33MHz-i486 3 days ago

the really dumb thing about working at AWS is they pay so much lip service to Ops, literally you can spend a third of a week in meetings talking about Ops Issues, but not a single long term project to improve the deeper architectural problems that cause bad Ops ever get funded.

jp57 4 days ago

> Sorry for an obligatory: there is no such thing as a root cause.

While I get what you mean, I think most people who've been in the situation know what I'm talking about.
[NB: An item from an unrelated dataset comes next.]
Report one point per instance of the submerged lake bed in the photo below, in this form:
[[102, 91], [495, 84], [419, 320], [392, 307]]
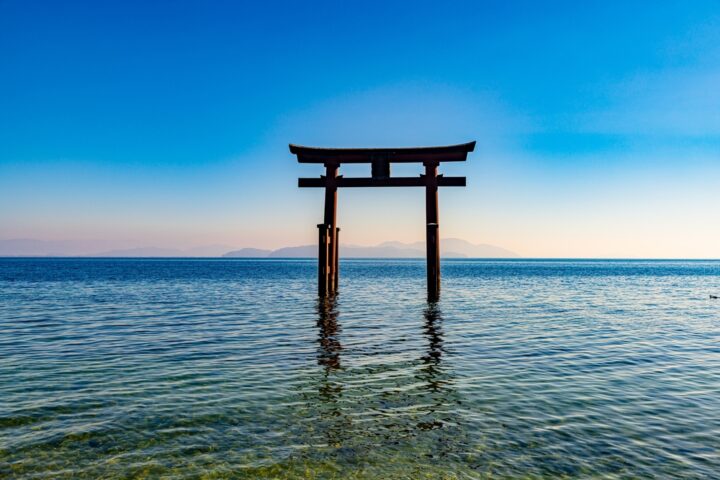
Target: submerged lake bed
[[232, 368]]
The same alarms are going off constantly and you keep doing the expedient thing to make them stop going off without investing any effort into stopping them from going off again in the same situation in the future.

Of course there is a chain of causes, and maybe you need to refactor a module, or maybe you need to redesign an interface, or maybe you need to throw the whole thing away and start over -- we did all those things in different situations while I was there -- but there's a point at which looking at deeper causes loses value because those causes are not in our power to fix and we're left to defend against those failures: a system we rely on is unreliable; machines and networks go down unexpectedly; a lot of people have poor reading comprehension so even good docs are sometimes useless; we are all sinners whose pride and sloth sometimes leads us to make crappy software and systems; etc.